Conventional electric stimuli of micro- and millisecond duration excite or activate cells at voltages 10–100 times below the electroporation threshold. This ratio is remarkably different for nanosecond electric pulses (nsEP), which caused excitation and activation only at or above the electroporation threshold in diverse cell lines, primary cardiomyocytes, neurons, and chromaffin cells. Depolarization to the excitation threshold often results from (or is assisted by) the loss of the resting membrane potential due to ion leaks across the membrane permeabilized by nsEP. Slow membrane resealing and the build-up of electroporation damages prevent repetitive excitation by nsEP. However, peripheral nerves and muscles are exempt from this rule and withstand multiple cycles of excitation by nsEP without the loss of function or signs of electroporation. We show that the damage-free excitation by nsEP may be enabled by the membrane charging time constant sufficiently large to (1) cap the peak transmembrane voltage during nsEP below the electroporation threshold, and (2) extend the post-nsEP depolarization long enough to activate voltage-gated ion channels. The low excitatory efficacy of nsEP compared to longer pulses makes them advantageous for medical applications where the neuromuscular excitation is an unwanted side effect, such as electroporation-based cancer and tissue ablation.

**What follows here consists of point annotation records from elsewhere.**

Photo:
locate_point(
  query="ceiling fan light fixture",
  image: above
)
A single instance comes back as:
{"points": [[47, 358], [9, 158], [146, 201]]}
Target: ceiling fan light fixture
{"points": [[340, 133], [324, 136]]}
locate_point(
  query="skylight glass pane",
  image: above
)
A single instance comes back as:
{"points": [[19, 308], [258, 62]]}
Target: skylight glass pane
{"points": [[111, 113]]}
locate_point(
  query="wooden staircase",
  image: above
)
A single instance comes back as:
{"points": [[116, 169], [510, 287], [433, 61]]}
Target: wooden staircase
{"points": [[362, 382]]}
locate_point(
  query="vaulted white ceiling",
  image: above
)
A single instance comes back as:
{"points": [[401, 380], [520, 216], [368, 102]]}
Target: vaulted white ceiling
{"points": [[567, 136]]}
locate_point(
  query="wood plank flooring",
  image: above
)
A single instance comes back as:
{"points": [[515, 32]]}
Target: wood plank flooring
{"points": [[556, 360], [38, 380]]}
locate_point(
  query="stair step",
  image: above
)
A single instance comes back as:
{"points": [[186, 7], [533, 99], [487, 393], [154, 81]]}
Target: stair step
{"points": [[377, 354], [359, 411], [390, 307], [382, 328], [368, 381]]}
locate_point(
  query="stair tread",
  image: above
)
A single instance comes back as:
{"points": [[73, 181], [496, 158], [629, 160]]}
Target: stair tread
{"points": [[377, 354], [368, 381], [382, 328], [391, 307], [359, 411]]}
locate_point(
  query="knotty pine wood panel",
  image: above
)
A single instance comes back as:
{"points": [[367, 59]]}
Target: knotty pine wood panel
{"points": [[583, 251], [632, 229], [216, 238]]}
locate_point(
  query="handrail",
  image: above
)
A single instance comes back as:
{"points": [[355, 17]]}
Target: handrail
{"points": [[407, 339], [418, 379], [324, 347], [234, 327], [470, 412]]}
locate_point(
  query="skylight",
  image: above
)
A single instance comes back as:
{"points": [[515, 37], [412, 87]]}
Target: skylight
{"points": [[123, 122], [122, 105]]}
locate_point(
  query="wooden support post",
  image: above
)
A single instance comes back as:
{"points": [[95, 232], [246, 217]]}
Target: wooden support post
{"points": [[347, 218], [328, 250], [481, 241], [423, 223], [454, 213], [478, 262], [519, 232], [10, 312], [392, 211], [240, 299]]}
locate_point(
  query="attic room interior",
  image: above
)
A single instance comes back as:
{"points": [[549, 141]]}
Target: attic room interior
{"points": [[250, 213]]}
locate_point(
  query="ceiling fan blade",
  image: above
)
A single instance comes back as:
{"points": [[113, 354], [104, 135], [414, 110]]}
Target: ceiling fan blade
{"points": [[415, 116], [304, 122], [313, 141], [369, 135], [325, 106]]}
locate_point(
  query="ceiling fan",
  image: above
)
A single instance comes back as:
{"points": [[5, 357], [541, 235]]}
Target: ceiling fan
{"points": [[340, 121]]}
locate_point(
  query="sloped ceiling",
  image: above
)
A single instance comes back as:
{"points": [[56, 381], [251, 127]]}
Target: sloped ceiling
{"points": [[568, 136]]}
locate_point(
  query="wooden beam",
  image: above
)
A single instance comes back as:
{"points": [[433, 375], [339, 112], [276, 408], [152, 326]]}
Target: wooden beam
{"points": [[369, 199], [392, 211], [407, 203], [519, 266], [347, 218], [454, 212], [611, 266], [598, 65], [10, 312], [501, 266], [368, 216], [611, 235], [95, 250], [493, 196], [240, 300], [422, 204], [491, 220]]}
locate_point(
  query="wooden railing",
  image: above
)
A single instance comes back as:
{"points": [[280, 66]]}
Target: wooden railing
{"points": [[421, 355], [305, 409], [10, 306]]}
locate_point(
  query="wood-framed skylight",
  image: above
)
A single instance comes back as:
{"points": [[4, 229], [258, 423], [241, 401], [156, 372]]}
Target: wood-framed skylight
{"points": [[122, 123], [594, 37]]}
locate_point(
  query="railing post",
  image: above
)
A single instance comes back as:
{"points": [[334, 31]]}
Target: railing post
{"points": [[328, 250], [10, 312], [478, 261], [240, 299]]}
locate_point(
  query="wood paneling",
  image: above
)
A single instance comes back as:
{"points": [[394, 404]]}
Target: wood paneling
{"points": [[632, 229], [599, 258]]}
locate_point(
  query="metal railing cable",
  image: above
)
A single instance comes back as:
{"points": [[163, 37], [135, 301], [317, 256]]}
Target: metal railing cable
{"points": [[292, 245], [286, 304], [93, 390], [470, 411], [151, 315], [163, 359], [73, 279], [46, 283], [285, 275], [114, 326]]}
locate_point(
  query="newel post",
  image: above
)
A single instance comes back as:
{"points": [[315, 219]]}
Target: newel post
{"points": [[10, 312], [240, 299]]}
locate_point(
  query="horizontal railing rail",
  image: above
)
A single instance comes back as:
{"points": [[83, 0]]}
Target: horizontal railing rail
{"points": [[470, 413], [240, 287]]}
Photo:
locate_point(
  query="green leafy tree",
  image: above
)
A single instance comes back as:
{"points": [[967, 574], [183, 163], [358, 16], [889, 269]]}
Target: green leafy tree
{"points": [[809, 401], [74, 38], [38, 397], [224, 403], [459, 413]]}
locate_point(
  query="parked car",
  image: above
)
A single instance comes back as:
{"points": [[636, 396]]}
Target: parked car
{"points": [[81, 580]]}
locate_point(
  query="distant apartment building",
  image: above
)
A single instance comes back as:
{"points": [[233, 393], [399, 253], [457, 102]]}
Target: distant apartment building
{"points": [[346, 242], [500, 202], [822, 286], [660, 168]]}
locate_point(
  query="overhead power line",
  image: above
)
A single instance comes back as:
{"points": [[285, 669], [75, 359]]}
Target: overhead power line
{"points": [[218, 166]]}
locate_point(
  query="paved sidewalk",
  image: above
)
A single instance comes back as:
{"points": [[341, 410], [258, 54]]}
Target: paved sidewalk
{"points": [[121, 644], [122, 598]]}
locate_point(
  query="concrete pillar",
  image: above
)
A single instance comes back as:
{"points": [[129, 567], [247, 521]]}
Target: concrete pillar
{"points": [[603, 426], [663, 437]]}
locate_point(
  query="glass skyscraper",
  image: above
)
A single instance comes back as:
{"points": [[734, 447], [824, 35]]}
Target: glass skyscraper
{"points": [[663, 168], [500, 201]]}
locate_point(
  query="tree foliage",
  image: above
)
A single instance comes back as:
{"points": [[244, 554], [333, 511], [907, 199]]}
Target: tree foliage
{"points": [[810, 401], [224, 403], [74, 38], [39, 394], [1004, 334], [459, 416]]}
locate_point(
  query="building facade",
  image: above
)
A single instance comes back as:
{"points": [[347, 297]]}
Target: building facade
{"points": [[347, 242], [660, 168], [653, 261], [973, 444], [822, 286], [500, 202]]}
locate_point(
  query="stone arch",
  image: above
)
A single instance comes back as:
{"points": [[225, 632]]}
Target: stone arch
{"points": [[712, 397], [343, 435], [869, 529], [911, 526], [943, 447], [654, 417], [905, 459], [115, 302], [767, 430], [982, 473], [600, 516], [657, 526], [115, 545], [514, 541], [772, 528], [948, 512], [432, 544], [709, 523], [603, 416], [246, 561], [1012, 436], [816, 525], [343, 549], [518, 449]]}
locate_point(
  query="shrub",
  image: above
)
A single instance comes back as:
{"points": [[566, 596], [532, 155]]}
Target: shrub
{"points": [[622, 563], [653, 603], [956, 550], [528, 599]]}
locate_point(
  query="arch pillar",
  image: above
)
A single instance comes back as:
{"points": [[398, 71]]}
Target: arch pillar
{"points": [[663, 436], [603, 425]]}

微秒和毫秒持续时间的常规电刺激以低于电穿孔阈值 10-100 倍的电压激发或激活细胞。这个比率对于纳秒电脉冲 (nsEP) 来说是显着不同的，它在不同的细胞系、原代心肌细胞、神经元和嗜铬细胞中仅在或高于电穿孔阈值时引起激发和激活。激发阈值的去极化通常是由于（或由）静息膜电位的损失引起的，这是由于离子泄漏穿过 nsEP 透化的膜。缓慢的膜重新密封和电穿孔损伤的积累防止了 nsEP 的重复激发。然而，周围神经和肌肉不受此规则的约束，并且可以承受 nsEP 的多次激发循环，而不会丧失功能或电穿孔的迹象。我们表明，nsEP 的无损伤激发可以通过足够大的膜充电时间常数来实现，以 (1) 将 nsEP 期间的跨膜峰值电压限制在电穿孔阈值以下，以及 (2) 延长 nsEP 后去极化足够长的时间激活电压门控离子通道。与更长的脉冲相比，nsEP 的低兴奋性使其有利于神经肌肉兴奋是有害副作用的医学应用，例如基于电穿孔的癌症和组织消融。